Thanks to feedback from the community, we’ve been able to make some small changes and clarifications to the Application form.
We haven’t changed anything that affects the information required by the form but we have changed some of the Help texts and, hopefully, made the task of filling out the form slightly simpler.
The following changes that we made are of particular note:
- Questions 4 & 5: changed ‘ISSN’ and ‘EISSN’ to “ISSN (print version)” and “ISSN (online version)” and …
- … changed the help text to: ‘Only provide the print ISSN if your journal has one, otherwise leave this field blank. Write the ISSN with the hyphen “-” e.g. 1234-4321.’
- Question 19: changed the question text to: ‘How many research and review articles did the journal publish in the last calendar year?’
- Question 34: changed the Help text from ‘The journal must have either an editor or an editorial board with at least 5 clearly identifiable members, affiliation information and email addresses.’ to ‘The journal must have either an editor or an editorial board with at least 5 clearly identifiable members and affiliation information. We will ask for email addresses as part of our checks.’
Why do we ask for email addresses?
Asking journals to display email addresses on a web site can be a sensitive issue. We are fully aware of the implications of posting email addresses, privacy and spamming. So, even though it is possible to write email addresses in a non-crawlable way, thereby protecting the owner from unsolicited mail, we will no longer require publishers to display email addresses on the site unless they are already doing so. We will instead look for the information on the site or ask for URLs for five editorial board members. And don’t worry: no e-mail addresses that we receive will ever be displayed on DOAJ and we never reuse these email addresses for our own use. The data is safe with us.
You may wonder why we ask for email addresses in the first place? As we carry out our assessment on a journal’s quality, one of the key pieces of information that we look for is that the journal has a clearly identifiable editorial board as per the Principles of Transparency and Best Practice in Scholarly Publishing joint statement that we published with WAME, COPE and OASPA. Verifying email addresses for editorial board members gives us one extra piece of evidence that the members come from the Institution that the journal says they come from and allows us to contact them to confirm that they have accepted to be on the editorial board.
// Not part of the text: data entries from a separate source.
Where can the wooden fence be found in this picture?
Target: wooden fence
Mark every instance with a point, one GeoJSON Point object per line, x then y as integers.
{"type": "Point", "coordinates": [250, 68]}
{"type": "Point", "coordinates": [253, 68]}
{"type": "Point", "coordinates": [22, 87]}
What do we mean by ‘research’ and ‘review’ articles?
For those smaller journals, publishing perhaps only a handful of articles a year, we will carefully look at the types of articles they are publishing to make sure that the journal content is high quality original research. For those journals publishing case reports, you may count them as original research articles if they focus on more than 3 cases in the analytical activity.
When providing the number of articles published, you may round down to the nearest 10.